Além da proteção do sigilo, há também uma estratégia para garantir o respeito ao devido processo legal. Entre as medidas adotadas está a concessão de acesso aos autos às defesas, com o objetivo de evitar alegações de cerceamento. Também tem sido priorizada a submissão de decisões relevantes ao colegiado do STF, especialmente à Segunda Turma, prática considerada importante para reforçar a legitimidade dos atos processuais.

Outro ponto de atenção é a postura do próprio relator. Interlocutores afirmam que Mendonça tem buscado manter discrição, evitando protagonismo excessivo. Em declarações recentes, o ministro afirmou que o papel do juiz não é atuar como figura central do caso, mas garantir a aplicação da lei com equilíbrio e responsabilidade.

As discussões sobre eventuais nulidades não são novas. Desde o início das investigações, advogados e especialistas já apontavam possíveis fragilidades que poderiam ser exploradas

judicialmente. No entanto, o debate se intensificou após críticas feitas por ministros do STF durante julgamentos recentes, especialmente em relação à fundamentação de medidas cautelares.

Gilmar Mendes, por exemplo, questionou argumentos utilizados para justificar prisões preventivas, como a necessidade de “pacificação social” ou respostas rápidas do sistema de Justiça. Para ele, tais fundamentos podem ser considerados insuficientes do ponto de vista jurídico.

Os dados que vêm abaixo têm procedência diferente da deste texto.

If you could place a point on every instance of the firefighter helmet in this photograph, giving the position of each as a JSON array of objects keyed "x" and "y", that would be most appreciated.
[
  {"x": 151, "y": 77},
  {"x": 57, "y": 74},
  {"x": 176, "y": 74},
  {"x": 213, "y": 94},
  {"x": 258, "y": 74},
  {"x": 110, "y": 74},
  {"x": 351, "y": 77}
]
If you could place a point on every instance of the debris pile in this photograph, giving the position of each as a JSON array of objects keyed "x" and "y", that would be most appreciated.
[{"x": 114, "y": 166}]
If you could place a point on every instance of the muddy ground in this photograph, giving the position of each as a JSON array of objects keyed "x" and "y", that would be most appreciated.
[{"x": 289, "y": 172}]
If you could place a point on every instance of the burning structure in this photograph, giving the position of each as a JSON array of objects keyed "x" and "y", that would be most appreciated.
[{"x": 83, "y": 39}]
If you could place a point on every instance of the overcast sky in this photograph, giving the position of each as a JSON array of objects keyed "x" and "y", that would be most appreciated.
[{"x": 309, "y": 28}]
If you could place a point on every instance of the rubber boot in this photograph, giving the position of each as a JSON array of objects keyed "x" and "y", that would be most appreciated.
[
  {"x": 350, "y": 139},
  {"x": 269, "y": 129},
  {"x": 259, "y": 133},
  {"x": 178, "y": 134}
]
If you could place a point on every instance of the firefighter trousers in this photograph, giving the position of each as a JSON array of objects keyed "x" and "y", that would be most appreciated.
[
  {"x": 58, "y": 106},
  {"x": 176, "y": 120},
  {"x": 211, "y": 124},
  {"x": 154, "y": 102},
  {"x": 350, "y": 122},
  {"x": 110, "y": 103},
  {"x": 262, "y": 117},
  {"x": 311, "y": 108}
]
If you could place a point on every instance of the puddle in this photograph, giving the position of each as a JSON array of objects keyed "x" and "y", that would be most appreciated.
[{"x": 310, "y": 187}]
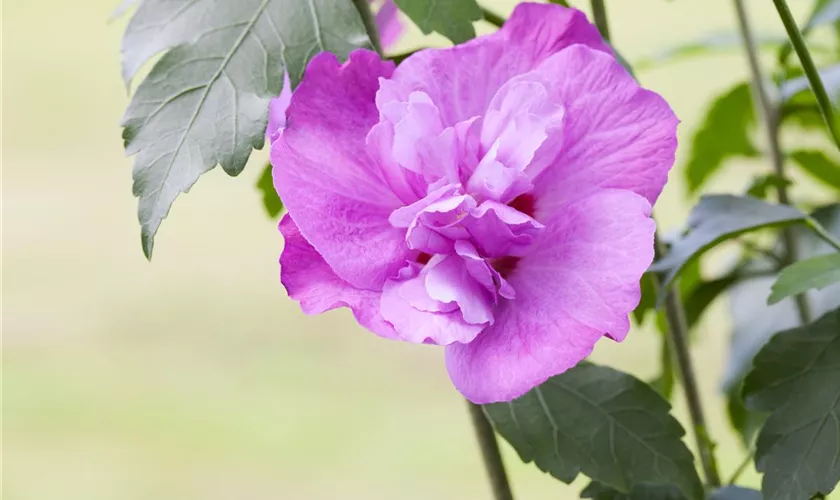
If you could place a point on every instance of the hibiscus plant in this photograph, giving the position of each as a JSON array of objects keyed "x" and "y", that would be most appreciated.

Outro elemento presente nas discussões é a comparação com a Operação Lava-Jato. Advogados têm buscado estabelecer paralelos entre os dois casos, especialmente no que diz respeito à condução das investigações e à divulgação de informações. Por outro lado, investigadores demonstram preocupação em evitar erros semelhantes aos apontados naquele episódio.

Um caso específico que evidenciou a preocupação com a formalidade do processo envolveu a obtenção de dados do celular de Vorcaro por uma comissão parlamentar. Após a identificação de arquivos sensíveis, incluindo conteúdos de natureza pessoal, o relator determinou a apreensão do material para análise técnica pela Polícia Federal, visando evitar vazamentos e preservar a integridade das provas.

A corporação chegou a alertar para riscos relacionados à chamada cadeia de custódia, mecanismo que garante que os elementos coletados não sejam adulterados ou manipulados. O posicionamento também buscou afastar qualquer suspeita de responsabilidade dos investigadores por eventual divulgação indevida de informações.

No Supremo, parte dos ministros também tem feito ressalvas à atuação de comissões parlamentares em investigações paralelas, destacando a necessidade de observância de critérios semelhantes aos exigidos no Judiciário. Durante sessão recente, Gilmar Mendes afirmou que parlamentares devem atuar com recato e autocontenção ao exercer funções investigativas.

Outro ponto central do inquérito é a delação premiada de Vorcaro. O acordo, conduzido com participação da Polícia Federal e da PGR, é considerado peça-chave para o avanço das investigações. No entanto, há preocupação quanto à necessidade de que a colaboração seja completa e acompanhada de provas que confirmem os relatos apresentados.

A possibilidade de uma delação seletiva é rejeitada por investigadores, que defendem critérios rigorosos para a concessão de benefícios. Além disso, especialistas destacam que o relator deve manter distância das negociações, conforme entendimento consolidado do próprio STF.

Há ainda expectativa sobre eventuais menções ao ministro Dias Toffoli, que anteriormente conduziu parte das investigações. O magistrado deixou a relatoria após a identificação de referências ao seu nome em materiais analisados pela Polícia Federal.

Apesar disso, integrantes da Corte avaliam que não há elementos suficientes para questionar sua atuação inicial no caso. Esse entendimento tem sido reforçado internamente como forma de antecipar possíveis contestações jurídicas por parte das defesas.

Diante desse cenário, o caso Master avança sob forte vigilância institucional, com autoridades empenhadas em assegurar que cada etapa do processo esteja em conformidade com a legislação. A preocupação central é evitar erros que possam comprometer anos de investigação e permitir a anulação de provas ou decisões, garantindo, assim, maior segurança jurídica ao desfecho do caso.